In any case, about a third of the working population earns much closer to the minimum wage; they do all the service and grunt work that Gravenor and his ilk take for granted. Another neo-con assumption is that these “ill-fitting citizens” actually want a place in this society, that the issue is how best to help the poor. Here are different assumptions: this commodity-dominated, exploitative society alienates us “misfits.” It alienates me from nature, from doing fun and meaningful work. It rewards me for pursuing greed and using people, it debases empathy and denies autonomy in the name of those who profit from this economic system. Instead of asking how best to help the poor, consider asking how to not exploit differences in people’s abilities and that no class of people should have a vested interest in poverty’s perpetuation.

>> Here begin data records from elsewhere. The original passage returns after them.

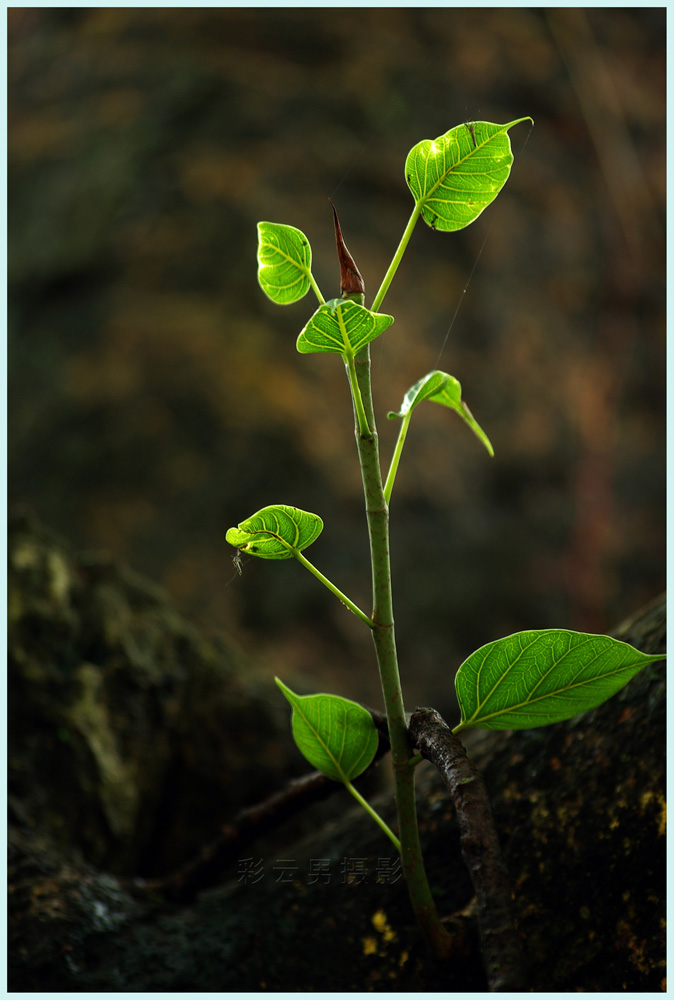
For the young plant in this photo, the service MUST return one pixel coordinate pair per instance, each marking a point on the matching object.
(525, 680)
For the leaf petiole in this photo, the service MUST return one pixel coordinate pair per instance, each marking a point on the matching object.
(395, 460)
(375, 815)
(331, 587)
(397, 257)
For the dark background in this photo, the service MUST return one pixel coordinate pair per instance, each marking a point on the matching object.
(156, 397)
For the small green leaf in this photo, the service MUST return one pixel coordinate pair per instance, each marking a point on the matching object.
(426, 387)
(454, 177)
(444, 389)
(284, 262)
(276, 532)
(341, 326)
(336, 735)
(531, 679)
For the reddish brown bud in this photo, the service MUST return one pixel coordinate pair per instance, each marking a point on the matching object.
(351, 279)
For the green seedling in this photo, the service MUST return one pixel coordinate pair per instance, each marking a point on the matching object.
(530, 679)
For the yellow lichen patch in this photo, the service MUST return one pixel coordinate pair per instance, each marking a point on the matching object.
(369, 946)
(382, 925)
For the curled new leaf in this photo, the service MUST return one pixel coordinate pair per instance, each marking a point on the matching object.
(454, 177)
(534, 678)
(341, 326)
(284, 262)
(336, 735)
(276, 532)
(444, 389)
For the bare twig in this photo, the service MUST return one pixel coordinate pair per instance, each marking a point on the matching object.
(479, 847)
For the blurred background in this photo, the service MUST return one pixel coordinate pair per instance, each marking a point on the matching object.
(156, 397)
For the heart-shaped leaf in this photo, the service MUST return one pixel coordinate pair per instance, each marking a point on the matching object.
(341, 326)
(336, 735)
(284, 262)
(454, 177)
(530, 679)
(442, 388)
(276, 532)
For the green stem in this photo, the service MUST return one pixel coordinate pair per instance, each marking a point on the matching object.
(316, 289)
(383, 634)
(327, 583)
(375, 815)
(390, 479)
(397, 257)
(357, 398)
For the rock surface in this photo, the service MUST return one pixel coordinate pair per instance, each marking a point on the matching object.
(104, 708)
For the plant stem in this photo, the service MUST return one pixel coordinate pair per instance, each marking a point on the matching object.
(316, 289)
(375, 815)
(357, 398)
(397, 257)
(327, 583)
(402, 434)
(383, 634)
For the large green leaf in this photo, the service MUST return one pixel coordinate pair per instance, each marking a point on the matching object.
(444, 389)
(336, 735)
(341, 326)
(454, 177)
(533, 678)
(276, 532)
(284, 262)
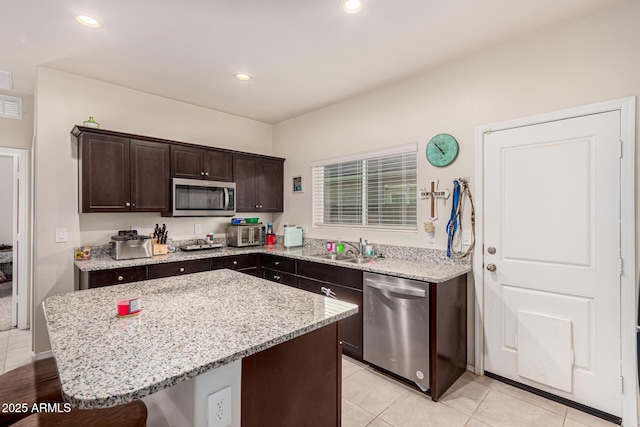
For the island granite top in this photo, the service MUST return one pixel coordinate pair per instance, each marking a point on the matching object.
(433, 266)
(189, 325)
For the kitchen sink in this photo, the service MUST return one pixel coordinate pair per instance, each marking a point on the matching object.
(357, 260)
(343, 258)
(335, 257)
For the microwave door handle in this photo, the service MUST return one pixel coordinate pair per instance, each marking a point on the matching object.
(226, 199)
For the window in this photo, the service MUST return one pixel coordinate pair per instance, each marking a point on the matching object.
(373, 190)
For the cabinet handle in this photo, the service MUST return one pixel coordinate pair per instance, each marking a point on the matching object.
(328, 292)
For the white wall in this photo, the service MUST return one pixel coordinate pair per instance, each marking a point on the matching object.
(586, 61)
(6, 199)
(590, 60)
(18, 133)
(64, 100)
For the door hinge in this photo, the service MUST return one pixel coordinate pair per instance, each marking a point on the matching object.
(621, 266)
(620, 148)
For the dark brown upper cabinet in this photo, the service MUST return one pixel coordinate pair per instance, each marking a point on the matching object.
(259, 183)
(118, 174)
(197, 163)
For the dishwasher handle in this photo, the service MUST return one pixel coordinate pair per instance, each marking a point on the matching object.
(416, 292)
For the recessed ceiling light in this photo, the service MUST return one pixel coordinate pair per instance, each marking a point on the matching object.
(352, 6)
(88, 21)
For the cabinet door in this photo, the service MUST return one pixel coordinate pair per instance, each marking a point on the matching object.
(330, 273)
(150, 176)
(186, 162)
(351, 327)
(244, 174)
(104, 174)
(157, 271)
(280, 277)
(98, 279)
(235, 262)
(218, 165)
(278, 263)
(269, 174)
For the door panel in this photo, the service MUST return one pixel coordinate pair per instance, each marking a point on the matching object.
(552, 213)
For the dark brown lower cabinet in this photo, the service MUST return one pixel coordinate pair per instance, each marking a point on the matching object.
(245, 263)
(295, 384)
(280, 277)
(116, 276)
(156, 271)
(351, 327)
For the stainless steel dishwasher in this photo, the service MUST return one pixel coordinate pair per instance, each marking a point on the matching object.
(396, 326)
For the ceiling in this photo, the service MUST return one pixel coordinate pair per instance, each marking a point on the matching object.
(303, 54)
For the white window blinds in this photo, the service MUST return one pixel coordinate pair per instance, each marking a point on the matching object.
(377, 190)
(10, 107)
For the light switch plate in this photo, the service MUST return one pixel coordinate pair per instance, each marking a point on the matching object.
(62, 235)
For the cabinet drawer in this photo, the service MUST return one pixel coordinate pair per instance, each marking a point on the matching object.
(331, 274)
(235, 262)
(157, 271)
(279, 277)
(101, 278)
(351, 327)
(273, 262)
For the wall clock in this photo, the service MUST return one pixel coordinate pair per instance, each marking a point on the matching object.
(442, 149)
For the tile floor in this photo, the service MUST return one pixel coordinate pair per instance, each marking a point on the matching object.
(370, 399)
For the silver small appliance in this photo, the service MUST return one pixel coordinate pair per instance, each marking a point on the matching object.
(129, 245)
(240, 235)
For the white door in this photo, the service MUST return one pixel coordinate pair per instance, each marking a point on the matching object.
(552, 232)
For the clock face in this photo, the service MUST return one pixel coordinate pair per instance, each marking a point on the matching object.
(442, 149)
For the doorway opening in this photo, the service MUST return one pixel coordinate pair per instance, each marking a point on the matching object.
(14, 241)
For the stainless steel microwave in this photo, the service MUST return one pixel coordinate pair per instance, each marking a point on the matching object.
(194, 197)
(244, 234)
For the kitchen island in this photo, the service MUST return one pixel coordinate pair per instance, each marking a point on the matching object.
(191, 328)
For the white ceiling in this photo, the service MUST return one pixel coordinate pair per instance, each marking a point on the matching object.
(303, 54)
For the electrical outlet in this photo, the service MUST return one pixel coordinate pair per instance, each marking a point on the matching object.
(62, 235)
(220, 408)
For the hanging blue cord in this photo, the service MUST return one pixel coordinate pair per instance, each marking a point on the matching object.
(452, 225)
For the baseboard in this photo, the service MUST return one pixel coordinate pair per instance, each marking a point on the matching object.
(44, 355)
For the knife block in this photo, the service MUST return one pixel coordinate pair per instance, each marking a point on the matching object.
(159, 248)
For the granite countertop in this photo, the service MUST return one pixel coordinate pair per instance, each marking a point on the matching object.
(433, 266)
(188, 325)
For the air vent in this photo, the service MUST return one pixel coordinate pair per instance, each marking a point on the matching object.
(10, 107)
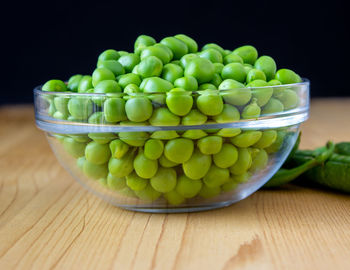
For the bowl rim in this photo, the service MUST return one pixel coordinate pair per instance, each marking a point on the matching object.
(38, 90)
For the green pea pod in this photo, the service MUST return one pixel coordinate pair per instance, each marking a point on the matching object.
(284, 176)
(343, 148)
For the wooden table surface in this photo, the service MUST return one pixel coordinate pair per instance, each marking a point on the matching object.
(48, 221)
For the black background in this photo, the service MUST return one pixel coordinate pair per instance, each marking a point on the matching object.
(56, 39)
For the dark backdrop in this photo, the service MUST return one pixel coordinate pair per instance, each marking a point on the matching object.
(56, 39)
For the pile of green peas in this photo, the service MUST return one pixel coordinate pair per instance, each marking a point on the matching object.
(172, 83)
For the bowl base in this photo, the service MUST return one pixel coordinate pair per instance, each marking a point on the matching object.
(188, 209)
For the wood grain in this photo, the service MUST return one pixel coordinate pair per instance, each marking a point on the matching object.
(47, 221)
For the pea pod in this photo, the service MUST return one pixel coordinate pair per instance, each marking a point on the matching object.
(305, 163)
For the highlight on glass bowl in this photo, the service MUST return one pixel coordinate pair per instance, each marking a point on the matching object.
(169, 128)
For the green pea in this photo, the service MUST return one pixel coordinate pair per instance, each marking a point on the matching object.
(197, 166)
(252, 110)
(267, 65)
(114, 110)
(118, 148)
(216, 80)
(268, 138)
(164, 134)
(210, 145)
(51, 110)
(131, 89)
(246, 138)
(85, 84)
(228, 114)
(212, 55)
(207, 86)
(188, 187)
(80, 162)
(144, 40)
(194, 117)
(234, 93)
(228, 132)
(102, 138)
(163, 117)
(109, 55)
(191, 43)
(273, 148)
(213, 46)
(178, 47)
(218, 68)
(273, 106)
(165, 48)
(97, 118)
(80, 137)
(155, 85)
(150, 66)
(216, 176)
(145, 167)
(129, 61)
(134, 138)
(274, 82)
(232, 58)
(247, 67)
(95, 171)
(60, 116)
(229, 185)
(235, 71)
(248, 53)
(112, 65)
(166, 163)
(179, 101)
(243, 162)
(260, 161)
(107, 86)
(227, 156)
(123, 166)
(255, 74)
(61, 104)
(129, 78)
(188, 83)
(174, 198)
(200, 68)
(210, 103)
(115, 183)
(73, 82)
(288, 98)
(262, 93)
(74, 148)
(80, 107)
(171, 72)
(287, 76)
(187, 58)
(54, 86)
(194, 134)
(153, 149)
(97, 153)
(148, 193)
(138, 109)
(207, 192)
(164, 180)
(176, 62)
(122, 53)
(227, 52)
(101, 74)
(179, 150)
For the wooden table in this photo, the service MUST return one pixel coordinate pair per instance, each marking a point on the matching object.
(48, 221)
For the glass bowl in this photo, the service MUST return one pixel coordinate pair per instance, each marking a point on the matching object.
(169, 162)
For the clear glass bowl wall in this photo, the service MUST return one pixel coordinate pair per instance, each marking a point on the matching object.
(250, 150)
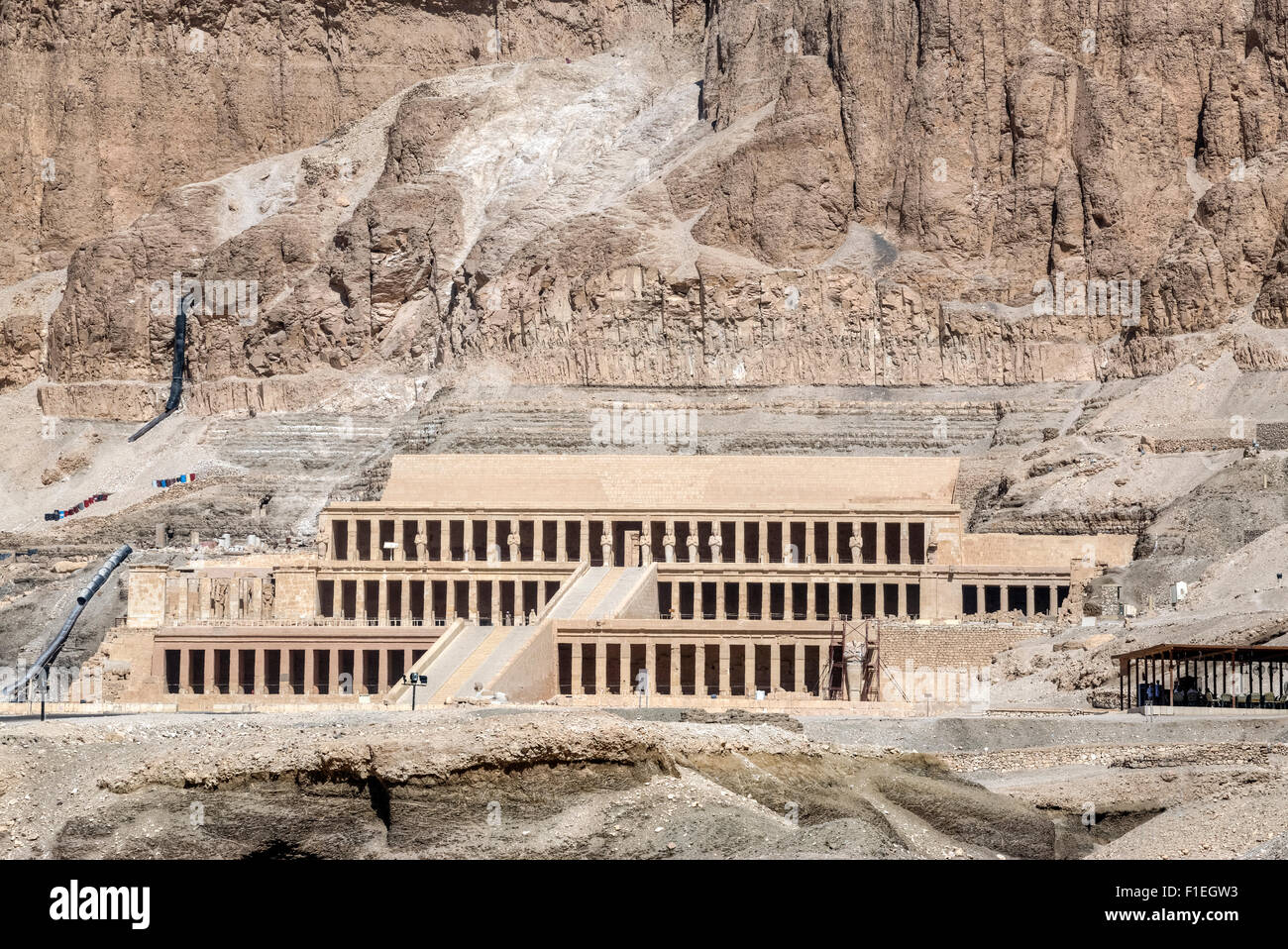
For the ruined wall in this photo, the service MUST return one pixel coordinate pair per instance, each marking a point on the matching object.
(944, 660)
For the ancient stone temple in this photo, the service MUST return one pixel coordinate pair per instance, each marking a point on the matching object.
(605, 579)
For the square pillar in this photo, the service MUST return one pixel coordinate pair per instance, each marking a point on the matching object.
(651, 666)
(309, 673)
(576, 667)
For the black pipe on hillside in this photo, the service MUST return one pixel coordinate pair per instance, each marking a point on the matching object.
(180, 333)
(46, 660)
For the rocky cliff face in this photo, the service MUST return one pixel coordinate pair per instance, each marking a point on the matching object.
(649, 193)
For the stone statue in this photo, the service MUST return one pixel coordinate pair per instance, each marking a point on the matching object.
(932, 545)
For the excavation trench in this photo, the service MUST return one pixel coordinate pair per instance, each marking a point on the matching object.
(642, 801)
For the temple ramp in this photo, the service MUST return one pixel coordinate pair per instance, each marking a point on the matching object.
(480, 641)
(526, 671)
(400, 692)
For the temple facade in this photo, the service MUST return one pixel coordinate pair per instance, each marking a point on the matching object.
(603, 576)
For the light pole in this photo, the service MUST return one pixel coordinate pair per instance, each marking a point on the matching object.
(413, 679)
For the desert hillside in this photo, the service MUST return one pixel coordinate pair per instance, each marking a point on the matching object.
(1043, 237)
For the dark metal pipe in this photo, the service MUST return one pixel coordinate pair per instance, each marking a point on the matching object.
(51, 652)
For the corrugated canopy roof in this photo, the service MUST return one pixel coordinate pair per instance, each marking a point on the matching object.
(670, 483)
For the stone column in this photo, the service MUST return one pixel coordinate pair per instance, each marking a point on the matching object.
(309, 673)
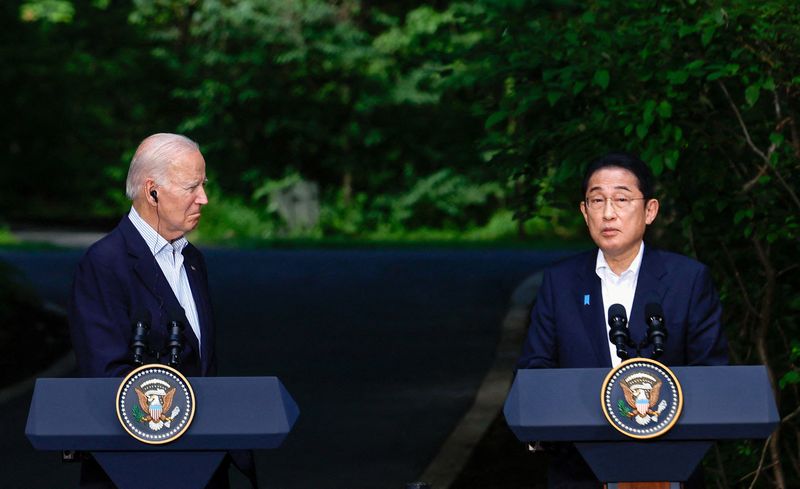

As for writing “the less said about the organizers of COPB the better, particularly since I might have to make small talk with them at future social functions,” Gravenor said too much already and small talk won’t be an issue if we’re ever sipping drinks in the same room. If his small talk includes trying to shame his kid by writing that it was “unendurable” that “my three year old spilled my new bottle of vodka on the kitchen floor” he should tolerate having an ounce or two of vodka thrown in his face.


—Bernard Cooper, COPB member

 

Pro- and anti-PETA
Your interview with PETA’S Ingrid Newkirk [“Carnivorous cruelty,” March 21] was a gem. Several people in my neighbourhood who normally don’t read the Mirror picked up this issue due to the publicity it generated. I know several people who turned vegetarian late in life, especially Jews and Italians, due to health and ethical concerns. So please, all you animal rights haters better jump on to the bandwagon. I’ve heard CJAD’s stellar sports broadcaster Dino Sisto announce on the air he is a vegetarian. Please keep running more such articles to inform the masses. If you then get angry right-wing mail, publish it, but allow rebuttals too. There are many vegetarians and animal rights activists out in the city.


—Levi Ritzberg

 

I read your interview with the co-founder of PETA and I must say I never liked this organization. It reeks of hypocrisy. It is unacceptable to promote or approve of vandalism as this Ms. Newkirk does. She defended a native hooligan who ransacked a laboratory doing experiments on animals. Big deal! Maybe that idiot prevented scientists from finding a cure for AIDS or cancer. He’s irresponsible and so is PETA for supporting such fanatics.
Over the years, PETA has assaulted women with red paint because they committed the crime of wearing fur. This is nauseating. To be vegetarian for your own health is one thing, but transforming this diet into a dogmatic religion and shoving it down others’ throats is another matter. PETA is as menacing to our personal freedoms as the religious right. Your interview failed to insist on their advocacy of violence and support for terrorist organizations like the Animal Liberation Front. You only grazed the surface by being too complacent. Rather than false-angels like animal-right activists, I think I prefer to read interviews about Ron Jeremy—while chewing at a big T-Bone!